Perhaps it is not the
limitlessness of chaos that is so fascinating, but rather the exploration of the
confines of the human ability to innovate beyond the chains of conventional human aesthetics; beyond symmetry, beyond balance, polygons, preset ideas of color matching.
It is borne out of a frustration with the lie that our imaginations are boundless; this lie that has been indoctrinated in us throughout our lives. Man is chained to experience, and experience, in turn, is chained to our senses. Abstract art seeks not to prove the infinte stretches of human creativity, but to touch its edges. It is as much an attempt to understand the nature of humanity as psychology, biology, or anthropology.

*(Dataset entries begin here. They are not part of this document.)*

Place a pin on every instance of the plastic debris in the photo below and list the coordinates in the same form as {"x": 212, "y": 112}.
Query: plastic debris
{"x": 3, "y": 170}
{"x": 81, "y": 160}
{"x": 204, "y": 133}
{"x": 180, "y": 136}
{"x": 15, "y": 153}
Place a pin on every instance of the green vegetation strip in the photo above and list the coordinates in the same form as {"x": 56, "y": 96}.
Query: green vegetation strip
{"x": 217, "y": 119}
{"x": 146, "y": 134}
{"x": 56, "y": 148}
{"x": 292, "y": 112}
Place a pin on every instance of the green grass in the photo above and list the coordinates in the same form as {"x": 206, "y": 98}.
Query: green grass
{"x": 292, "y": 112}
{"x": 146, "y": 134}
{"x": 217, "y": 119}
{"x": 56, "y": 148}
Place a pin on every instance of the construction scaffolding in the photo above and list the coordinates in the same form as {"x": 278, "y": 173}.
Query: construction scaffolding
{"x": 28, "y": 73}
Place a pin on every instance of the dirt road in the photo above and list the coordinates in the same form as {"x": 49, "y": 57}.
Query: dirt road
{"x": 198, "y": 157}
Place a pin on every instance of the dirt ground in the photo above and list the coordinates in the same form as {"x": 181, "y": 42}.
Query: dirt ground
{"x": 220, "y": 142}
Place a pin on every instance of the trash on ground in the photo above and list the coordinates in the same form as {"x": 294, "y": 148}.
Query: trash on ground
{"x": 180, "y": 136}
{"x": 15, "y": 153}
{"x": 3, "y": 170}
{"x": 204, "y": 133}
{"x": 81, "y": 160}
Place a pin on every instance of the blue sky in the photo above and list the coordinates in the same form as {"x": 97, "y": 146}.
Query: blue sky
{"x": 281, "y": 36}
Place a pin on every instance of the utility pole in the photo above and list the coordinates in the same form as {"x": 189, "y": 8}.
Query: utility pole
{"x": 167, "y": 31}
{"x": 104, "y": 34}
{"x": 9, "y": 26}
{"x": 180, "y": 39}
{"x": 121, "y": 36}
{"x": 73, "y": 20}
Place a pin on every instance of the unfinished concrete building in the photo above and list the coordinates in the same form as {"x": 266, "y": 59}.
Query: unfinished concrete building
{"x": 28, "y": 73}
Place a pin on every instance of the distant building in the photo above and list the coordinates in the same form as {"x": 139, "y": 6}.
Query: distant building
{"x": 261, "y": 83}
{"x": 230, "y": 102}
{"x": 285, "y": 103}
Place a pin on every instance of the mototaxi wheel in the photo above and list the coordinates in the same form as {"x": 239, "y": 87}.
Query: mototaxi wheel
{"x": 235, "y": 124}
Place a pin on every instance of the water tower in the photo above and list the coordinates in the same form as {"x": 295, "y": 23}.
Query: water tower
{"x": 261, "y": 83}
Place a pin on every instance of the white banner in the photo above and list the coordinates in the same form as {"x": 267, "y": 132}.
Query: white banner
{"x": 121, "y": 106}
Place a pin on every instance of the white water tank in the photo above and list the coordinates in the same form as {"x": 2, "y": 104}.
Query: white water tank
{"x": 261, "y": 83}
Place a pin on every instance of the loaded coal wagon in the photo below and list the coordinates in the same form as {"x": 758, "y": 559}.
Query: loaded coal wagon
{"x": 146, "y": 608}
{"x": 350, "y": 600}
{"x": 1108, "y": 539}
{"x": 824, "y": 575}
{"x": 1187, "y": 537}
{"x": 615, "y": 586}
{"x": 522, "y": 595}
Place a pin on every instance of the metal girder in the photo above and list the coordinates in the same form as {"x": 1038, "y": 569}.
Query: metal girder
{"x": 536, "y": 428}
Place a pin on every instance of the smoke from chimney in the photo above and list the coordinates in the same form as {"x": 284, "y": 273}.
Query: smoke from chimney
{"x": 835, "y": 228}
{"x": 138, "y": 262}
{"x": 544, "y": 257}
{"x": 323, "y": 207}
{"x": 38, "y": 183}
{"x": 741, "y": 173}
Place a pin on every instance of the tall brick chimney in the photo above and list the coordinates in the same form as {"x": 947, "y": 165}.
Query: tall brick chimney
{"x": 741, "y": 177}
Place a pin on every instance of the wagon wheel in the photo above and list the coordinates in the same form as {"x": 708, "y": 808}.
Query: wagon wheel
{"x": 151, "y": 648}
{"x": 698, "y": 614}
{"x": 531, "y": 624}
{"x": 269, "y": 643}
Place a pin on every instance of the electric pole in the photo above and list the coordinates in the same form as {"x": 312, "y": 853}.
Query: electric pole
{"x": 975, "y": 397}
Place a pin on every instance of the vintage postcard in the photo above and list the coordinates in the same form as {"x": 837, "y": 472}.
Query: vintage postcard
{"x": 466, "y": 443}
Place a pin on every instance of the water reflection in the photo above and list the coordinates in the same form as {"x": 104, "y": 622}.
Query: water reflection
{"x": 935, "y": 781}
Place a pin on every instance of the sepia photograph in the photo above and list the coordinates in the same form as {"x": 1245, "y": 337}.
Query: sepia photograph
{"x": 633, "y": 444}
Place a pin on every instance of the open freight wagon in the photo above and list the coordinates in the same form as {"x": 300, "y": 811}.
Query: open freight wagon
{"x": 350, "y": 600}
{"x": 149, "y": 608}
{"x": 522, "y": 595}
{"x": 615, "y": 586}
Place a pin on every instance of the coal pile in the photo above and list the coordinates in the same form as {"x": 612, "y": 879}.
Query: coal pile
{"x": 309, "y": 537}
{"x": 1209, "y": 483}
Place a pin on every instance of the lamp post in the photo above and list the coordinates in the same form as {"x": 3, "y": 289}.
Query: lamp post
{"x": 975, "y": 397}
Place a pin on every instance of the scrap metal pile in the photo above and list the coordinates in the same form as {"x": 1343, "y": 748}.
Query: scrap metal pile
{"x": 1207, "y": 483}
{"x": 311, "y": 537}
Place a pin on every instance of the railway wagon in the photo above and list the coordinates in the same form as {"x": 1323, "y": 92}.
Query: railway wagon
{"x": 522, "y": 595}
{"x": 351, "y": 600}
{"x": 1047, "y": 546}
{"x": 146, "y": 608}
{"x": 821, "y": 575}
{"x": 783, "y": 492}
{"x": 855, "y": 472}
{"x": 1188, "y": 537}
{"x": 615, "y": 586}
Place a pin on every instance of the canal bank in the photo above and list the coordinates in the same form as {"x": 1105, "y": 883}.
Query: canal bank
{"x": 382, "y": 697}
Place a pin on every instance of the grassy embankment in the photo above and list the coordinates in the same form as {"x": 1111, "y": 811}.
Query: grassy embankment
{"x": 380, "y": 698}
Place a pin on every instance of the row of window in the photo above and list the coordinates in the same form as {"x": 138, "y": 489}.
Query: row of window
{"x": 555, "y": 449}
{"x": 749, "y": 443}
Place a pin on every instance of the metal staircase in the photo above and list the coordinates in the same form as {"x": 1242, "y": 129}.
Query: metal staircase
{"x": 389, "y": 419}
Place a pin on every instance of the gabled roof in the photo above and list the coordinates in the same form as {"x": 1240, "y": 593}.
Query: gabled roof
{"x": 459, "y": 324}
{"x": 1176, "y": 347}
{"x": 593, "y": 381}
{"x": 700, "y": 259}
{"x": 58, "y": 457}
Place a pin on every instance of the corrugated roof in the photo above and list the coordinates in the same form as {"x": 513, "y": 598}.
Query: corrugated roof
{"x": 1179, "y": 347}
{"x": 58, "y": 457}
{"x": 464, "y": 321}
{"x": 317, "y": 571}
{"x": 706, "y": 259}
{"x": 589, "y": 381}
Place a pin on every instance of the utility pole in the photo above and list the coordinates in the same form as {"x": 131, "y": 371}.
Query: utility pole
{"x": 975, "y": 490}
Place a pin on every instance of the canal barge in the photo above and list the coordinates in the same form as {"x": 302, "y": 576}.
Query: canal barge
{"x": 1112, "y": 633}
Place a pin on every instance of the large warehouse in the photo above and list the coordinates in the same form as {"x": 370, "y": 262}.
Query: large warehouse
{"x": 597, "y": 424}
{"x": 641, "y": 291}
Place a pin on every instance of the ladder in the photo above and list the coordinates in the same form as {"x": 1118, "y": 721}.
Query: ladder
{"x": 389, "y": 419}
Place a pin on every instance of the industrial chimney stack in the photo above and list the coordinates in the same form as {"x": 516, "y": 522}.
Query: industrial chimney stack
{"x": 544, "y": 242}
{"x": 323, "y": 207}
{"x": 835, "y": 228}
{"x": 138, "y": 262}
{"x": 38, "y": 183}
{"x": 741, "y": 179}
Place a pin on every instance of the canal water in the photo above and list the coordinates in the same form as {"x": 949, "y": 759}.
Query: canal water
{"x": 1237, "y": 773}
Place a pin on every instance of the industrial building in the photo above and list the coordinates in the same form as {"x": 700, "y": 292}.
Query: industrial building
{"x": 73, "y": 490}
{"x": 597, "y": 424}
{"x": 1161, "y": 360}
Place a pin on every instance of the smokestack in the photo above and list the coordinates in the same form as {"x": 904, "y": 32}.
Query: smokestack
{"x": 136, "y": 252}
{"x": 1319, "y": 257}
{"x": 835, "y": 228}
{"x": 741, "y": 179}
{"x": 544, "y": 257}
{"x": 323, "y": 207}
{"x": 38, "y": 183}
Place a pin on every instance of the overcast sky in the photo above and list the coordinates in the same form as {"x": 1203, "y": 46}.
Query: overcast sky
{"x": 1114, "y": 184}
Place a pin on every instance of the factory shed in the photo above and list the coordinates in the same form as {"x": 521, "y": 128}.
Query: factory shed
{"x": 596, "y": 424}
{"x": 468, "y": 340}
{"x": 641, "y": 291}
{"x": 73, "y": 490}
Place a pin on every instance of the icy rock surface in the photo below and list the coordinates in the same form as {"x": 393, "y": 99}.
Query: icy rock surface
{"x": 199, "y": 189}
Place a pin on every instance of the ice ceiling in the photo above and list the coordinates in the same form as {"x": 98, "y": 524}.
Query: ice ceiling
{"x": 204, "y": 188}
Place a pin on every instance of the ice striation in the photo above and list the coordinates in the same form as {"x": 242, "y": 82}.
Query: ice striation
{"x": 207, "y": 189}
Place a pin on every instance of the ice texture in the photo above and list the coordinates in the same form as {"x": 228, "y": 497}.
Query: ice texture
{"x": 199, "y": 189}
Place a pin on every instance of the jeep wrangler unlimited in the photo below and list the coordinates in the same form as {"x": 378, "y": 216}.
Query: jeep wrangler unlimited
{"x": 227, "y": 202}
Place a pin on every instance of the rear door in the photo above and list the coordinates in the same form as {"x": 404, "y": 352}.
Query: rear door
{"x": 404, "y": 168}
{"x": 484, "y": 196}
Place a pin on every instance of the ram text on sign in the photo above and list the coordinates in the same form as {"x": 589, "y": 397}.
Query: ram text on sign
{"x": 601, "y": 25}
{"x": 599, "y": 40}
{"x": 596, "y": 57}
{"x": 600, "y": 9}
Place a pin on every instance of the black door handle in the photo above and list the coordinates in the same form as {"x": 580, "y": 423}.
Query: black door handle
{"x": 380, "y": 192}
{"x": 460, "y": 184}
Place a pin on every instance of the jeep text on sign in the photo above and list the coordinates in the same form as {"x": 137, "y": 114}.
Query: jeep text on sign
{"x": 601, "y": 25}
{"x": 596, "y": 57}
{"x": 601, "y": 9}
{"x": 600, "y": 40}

And, as with all aesthetics, some abstract art is better in doing this than others. How do we judge this? There is no measurement for how far out from the center of conventionalty any one piece of art has striven. It is merely that subjective tugging at our figurative souls that we feel upon viewing. It is in this very subjectivity that the power of such art lies... and also its greatest weakness.
For the uncritical viewer will not comprehend this exploration of humanty, and so the art will not fulfill that yearning for originality the true artist invested perforce. And yet the paradox: who is best to judge? The community of abstract art critics is an excercise in futility: subjectivity of the quality of art, combined with the subjectivity of the quality of art critics, gives rise to an uninterpretable gradation in reviews.
One ought not to interpret the quality of such art for others, but rather expound on what the purpose of the art is: a manifestation of the common human urge to define ourselves... and by knowing our limits, to evolve beyond them.